Chemical Equilibrium

Dynamic Equilibrium

definition: equilibrium state where forward and reverse reactions are happening simultaneously at equal rates

ZERO change to the concentrations of substances

reactants are consumed at the same rate they are produced

forward reaction rate = reverse reaction rate

Chemical Equilibrium

definition: state where the [reactant] and [product] are constant

ONLY applies to closed chemical systems

Different types of Equilibrium: Phase Equilibrium

H2O(l) ⇌ H2O(g)

system will eventually reach equilibrium

rate of forming water vapor = rate of forming liquid water

overall concentration of liquid water and water vapor is constant

Equilibrium Position

definition: the relative ratio between the amount of [reactant] and the amount of [product] at equilibrium

equilibrium position is unique for every system

for any closed chemical equilibrium system in constant environmental conditions, the same equilibrium concentration are reached regardless of reaction direction

Equilibrium Calculations

ICE table

Initial

Change

Equilibrium

purpose: helps organizes calculations involving equilibrium

concentration will always be measured in molarity (mol/L)
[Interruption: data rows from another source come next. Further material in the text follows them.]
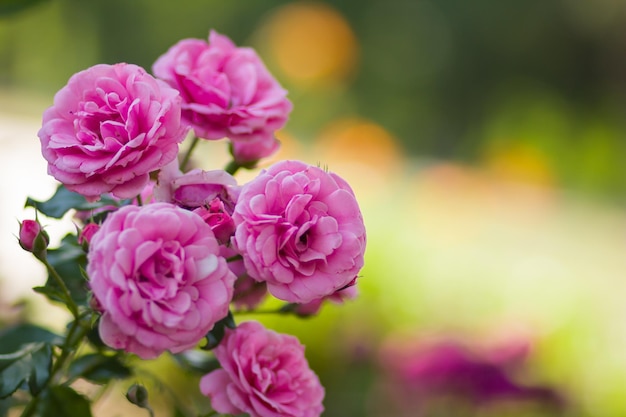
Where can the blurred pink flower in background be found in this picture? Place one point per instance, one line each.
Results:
(446, 375)
(157, 274)
(300, 230)
(264, 374)
(108, 128)
(227, 92)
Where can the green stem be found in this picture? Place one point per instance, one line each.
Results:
(70, 345)
(285, 309)
(234, 258)
(71, 305)
(187, 157)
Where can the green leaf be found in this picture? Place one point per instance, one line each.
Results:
(61, 400)
(8, 7)
(65, 200)
(14, 371)
(69, 260)
(5, 405)
(14, 338)
(30, 364)
(60, 203)
(215, 336)
(99, 368)
(197, 361)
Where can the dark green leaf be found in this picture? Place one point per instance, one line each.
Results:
(5, 406)
(215, 336)
(13, 338)
(94, 336)
(197, 361)
(41, 364)
(65, 200)
(61, 400)
(14, 370)
(8, 7)
(30, 364)
(60, 203)
(99, 368)
(69, 260)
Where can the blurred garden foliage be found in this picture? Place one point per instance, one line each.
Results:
(531, 90)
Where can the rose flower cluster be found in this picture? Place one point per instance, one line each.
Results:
(189, 246)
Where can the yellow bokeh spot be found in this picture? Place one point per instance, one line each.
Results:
(311, 42)
(519, 162)
(359, 141)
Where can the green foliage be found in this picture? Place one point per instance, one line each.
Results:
(31, 365)
(98, 368)
(8, 7)
(62, 400)
(215, 336)
(15, 337)
(64, 200)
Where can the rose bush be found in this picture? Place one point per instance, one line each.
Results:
(300, 229)
(227, 92)
(264, 374)
(108, 128)
(156, 273)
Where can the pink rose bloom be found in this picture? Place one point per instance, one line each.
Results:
(264, 374)
(196, 188)
(108, 128)
(227, 92)
(156, 272)
(299, 228)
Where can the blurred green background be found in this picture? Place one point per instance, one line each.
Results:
(484, 139)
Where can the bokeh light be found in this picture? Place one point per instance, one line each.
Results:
(311, 42)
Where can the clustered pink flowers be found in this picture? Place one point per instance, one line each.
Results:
(189, 246)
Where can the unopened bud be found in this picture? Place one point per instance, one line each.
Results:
(33, 238)
(138, 395)
(85, 235)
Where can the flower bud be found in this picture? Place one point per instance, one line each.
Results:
(215, 215)
(32, 237)
(85, 235)
(138, 395)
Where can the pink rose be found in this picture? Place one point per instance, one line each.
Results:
(299, 228)
(108, 128)
(227, 92)
(156, 272)
(264, 374)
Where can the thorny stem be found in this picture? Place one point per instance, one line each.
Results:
(187, 157)
(232, 167)
(74, 336)
(71, 305)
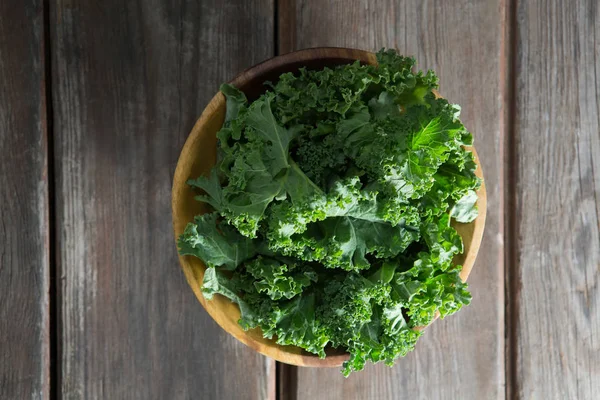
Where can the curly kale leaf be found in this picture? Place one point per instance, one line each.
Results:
(216, 244)
(332, 197)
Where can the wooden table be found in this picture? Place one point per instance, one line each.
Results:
(96, 100)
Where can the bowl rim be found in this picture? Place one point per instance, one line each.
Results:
(286, 354)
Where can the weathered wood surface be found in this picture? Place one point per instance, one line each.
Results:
(24, 213)
(461, 357)
(557, 313)
(129, 81)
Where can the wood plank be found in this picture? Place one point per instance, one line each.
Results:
(461, 357)
(129, 81)
(24, 217)
(558, 200)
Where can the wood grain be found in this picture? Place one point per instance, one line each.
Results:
(461, 357)
(558, 191)
(129, 81)
(24, 221)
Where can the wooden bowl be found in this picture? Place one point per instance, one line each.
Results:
(198, 157)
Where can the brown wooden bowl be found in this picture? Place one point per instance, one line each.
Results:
(198, 157)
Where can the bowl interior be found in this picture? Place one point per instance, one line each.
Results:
(198, 157)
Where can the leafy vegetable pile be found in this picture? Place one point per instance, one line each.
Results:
(332, 202)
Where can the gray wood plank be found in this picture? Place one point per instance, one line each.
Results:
(558, 200)
(24, 217)
(129, 81)
(461, 357)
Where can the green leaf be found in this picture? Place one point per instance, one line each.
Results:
(218, 245)
(465, 209)
(215, 282)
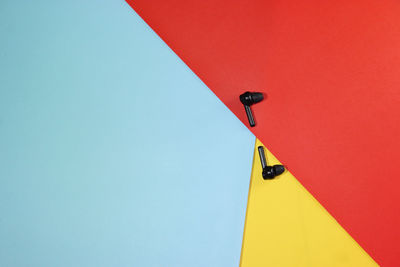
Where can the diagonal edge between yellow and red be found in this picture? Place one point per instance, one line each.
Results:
(331, 74)
(286, 226)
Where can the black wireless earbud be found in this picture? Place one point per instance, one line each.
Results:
(249, 99)
(269, 172)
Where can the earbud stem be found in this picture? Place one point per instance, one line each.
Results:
(249, 115)
(262, 157)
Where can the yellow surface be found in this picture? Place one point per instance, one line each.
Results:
(286, 226)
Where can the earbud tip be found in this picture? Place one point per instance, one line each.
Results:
(279, 169)
(257, 97)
Example: H2(g) + F2(g) ⇌ 2HF(g)
The initial concentration of H2 and F2 are both 2.00 mol/L. There is no HF initially. What is the concentration of H2 and HF at equilibrium if the equilibrium concentration of F2 is 0.48 mol/L?

Answer:
H2(g) F2(g) ⇌ 2HF(g)
I 2.00 2.00 0
C -x -x 2x
E 2.00-x 0.48 2x

[F2]eq = 2.00 - x
0.48 = 2.00 - x
2.00 - 0.48 = x
x = 1.52 mol/L

[H2]eq = 2.00 - 1.52
= 0.48 mol/L

[HF]eq = 2(1.52)
= 3.04 mol/L

Equilibrium Law

definition: mathematical description of a chemical system at description

can be written for any balanced chemical equation

exponents in the equilibrium laws comes from the balanced equation

pure solids and pure liquids are ignored and only concentrations of gases or aqueous solutions are involved

Equilibrium Constant K

definition: a number that defines the equilibrium law for any system

units of K are not important, just the number value

equilibrium constant K is the NUMERICAL VERSIOn of the equilibrium position

the constant K is always the same value, regardless of the initial concentration used

K is specified for a specific temperature

Magnitude

K < 1

equilibrium position is far left (favours the reactants)

more reactant than product

the reaction occurs very little (99% stay as reactant)

K > 1

equilibrium position is far right (favours the products)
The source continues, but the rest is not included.